Morin, Motta et Ciurana
Éduquer pour l'ère planétaire
Balland, 2003
[I. La méthode]
Mais il se trouve que la méthode s'applique toujours à une idée. Or il n'y a pas de méthode pour traquer les idées. Ou alors, ce qui revient au même, tout est bon pour les idées : l'analogie, Le plagiat, l'inspiration, la séquestration, le contraste, la contradiction, la spéculation, le rêve, l'absurde... Un plan pour acquérir des idées n'est profitable que s'il nous incite continuellement à l'abandonner, s'il nous invite à nous détourner de lui, à humer l'air à droite et à gauche, à nous éloigner, à tourner en rond, à divaguer, non pas à nous laisser guider vers l'obtention des idées, mais plutôt à nous disposer au traitement de celles-ci. S'accrocher avec rigueur à un plan de recherche d'idées constitue une anesthésie pour l'intuition.
[I. La méthode]
Le grand sentier n'a pas de portes,
Des milliers de chemins mènent à lui.
Lorsqu'on franchit ce seuil sans porte,
On chemine librement entre le ciel et la terre.
[I. La méthode]
Ni moi, ni personne d'autre ne peut parcourir ce chemin à ta place. Tu dois le parcourir toi-même. Il n'est pas loin, il est accessible. Peut-être t'y trouves-tu depuis ta naissance sans le savoir. Peut-être est-il partout, sur l'eau et sur la terre.
[I. La méthode]
Je redoutais mon retour autant que j'avais redouté mon départ; tous deux appartenaient à l'inconnu et à l'imprévu. Ce qui m'avait été familier m'était à présent inconnu; La seule chose qui avait changé, c'était moi... Je rentrai avec « rien » à transmettre de mon expérience. Grâce à la compréhension de mon voyage, je trouvai en moi la confiance suffisante pour accomplir les nécessaires - et dfficiles - séparations d'avec mes anciennes structure de vie, à présent dépourvues de sens... Je rentrai du voyage pour en entreprendre un autre.
[I. La méthode]
Toute découverte véritable détermine une nouvelle méthode et doit par conséquent ruiner une méthode antérieure.
[II. La complexité de la pensée complexe]
Il y a deux sortes de conscience:
l'une est lumière et l'autre, patience.
L'une consiste à éclairer
un peu la mer profonde;
l'autre, à faire pénitence,
avec une canne à pêche ou un filet, en attendant
le poisson, comme un pêcheur.
Dis-moi: laquelle est la meilleure?
La conscience du visionnaire
qui contemple dans l'aquarium profond
des poissons vivants,
fugitifs,
qu'on ne peut pêcher,
ou cette maudite besogne
de jeter sur le sable, morts,
les poissons de la mer?
[III. Les défis de l'ère planétaire]
À force de sacrifier l'essentiel au nom de l'urgence, on finit par oublier l'urgence de l'essentiel.
[III. Les défis de l'ère planétaire]
Les foyers du changement d'ère se révèleront, n'en doutons pas, multiples, inespérés, disséminés sur toute la surface de la Terre.
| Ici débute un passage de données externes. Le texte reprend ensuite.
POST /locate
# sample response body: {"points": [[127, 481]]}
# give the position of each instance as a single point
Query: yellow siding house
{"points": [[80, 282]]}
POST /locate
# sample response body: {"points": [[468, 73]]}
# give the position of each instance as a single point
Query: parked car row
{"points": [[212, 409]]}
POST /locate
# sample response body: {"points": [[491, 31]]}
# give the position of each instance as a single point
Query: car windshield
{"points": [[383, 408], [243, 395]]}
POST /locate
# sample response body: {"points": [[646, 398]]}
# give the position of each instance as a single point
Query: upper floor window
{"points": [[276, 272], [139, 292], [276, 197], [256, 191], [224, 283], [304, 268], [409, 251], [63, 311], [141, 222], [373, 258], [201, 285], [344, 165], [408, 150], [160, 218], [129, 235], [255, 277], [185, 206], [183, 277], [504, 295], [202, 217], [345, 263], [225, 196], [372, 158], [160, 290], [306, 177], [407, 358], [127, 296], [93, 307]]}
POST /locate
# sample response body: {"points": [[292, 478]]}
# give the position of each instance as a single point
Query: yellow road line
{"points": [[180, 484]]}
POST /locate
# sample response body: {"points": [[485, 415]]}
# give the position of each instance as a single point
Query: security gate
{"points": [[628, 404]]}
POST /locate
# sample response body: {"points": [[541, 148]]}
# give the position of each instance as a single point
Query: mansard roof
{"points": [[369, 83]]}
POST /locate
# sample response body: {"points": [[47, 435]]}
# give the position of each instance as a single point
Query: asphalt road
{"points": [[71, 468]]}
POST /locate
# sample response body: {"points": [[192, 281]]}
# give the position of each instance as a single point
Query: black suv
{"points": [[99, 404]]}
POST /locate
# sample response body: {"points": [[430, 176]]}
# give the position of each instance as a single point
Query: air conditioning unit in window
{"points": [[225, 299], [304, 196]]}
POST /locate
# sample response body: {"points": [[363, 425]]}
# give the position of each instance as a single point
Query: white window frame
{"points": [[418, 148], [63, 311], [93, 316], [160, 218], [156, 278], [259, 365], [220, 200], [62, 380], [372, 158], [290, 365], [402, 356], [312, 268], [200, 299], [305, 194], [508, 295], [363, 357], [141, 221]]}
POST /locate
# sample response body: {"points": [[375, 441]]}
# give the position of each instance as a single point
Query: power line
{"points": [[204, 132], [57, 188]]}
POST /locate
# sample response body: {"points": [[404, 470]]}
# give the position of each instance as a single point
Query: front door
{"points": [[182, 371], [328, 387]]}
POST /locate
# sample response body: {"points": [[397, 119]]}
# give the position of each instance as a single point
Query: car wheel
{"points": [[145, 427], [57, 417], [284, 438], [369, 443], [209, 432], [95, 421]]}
Qu'elle le sache ou pas, qu'elle le veuille ou pas, l'humanité est entrée dans sa phase de mondialisation, et la civilisation à venir, s'il doit y en avoir une, ne peut qu'être planétaire. Il nous reste à savoir ce qui sera le plus attirant: l'universalisation du système actuel, pour le plus grand profit de quelques uns, ou l'élan des habitants de la Terre pour mettre en commun leurs différences culturelles?
[III. Les défis de l'ère planétaire]
Ma conviction profonde est que le futur n'est écrit nulle part; il sera ce que nous ferons de lui. Et le destin? Le destin est à l'être humain ce que le vent est au voilier. Si le timonier ne peut décider d'où souffle le vent, ni avec quelle force, il peut en revanche orienter la voile. Et cela implique parfois une immense différence. Le même vent qui provoquera le naufrage de tel marin inexpérimenté, ou imprudent, ou mal inspiré, mènera tel autre à bon port. Nous pourrions presque en dire autant du « vent » de la mondialisation qui souffle sur la planète. Il serait absurde de vouloir l'entraver mais si nous naviguons adroitement, en tenant notre cap et en évitant les écueils, nous pourrons arriver « à bon port ».
Seule une interrogation globale et multidimensionnelle, seule une pensée questionnante peuvent capter ce qui est et ce qui se fait, tout en ouvrant sur l'avenir.
[Épilogue]
Mes yeux cherchent
ce qui nous fait ôter nos souliers
pour voir s'il y a quelque chose d'autre
qui nous soutienne d'en dessous
ou inventer un oiseau
pour vérifier s'il existe un air
ou créer un monde
pour savoir s'il y a un dieu
ou mettre notre chapeau
pour nous assurer que nous existons.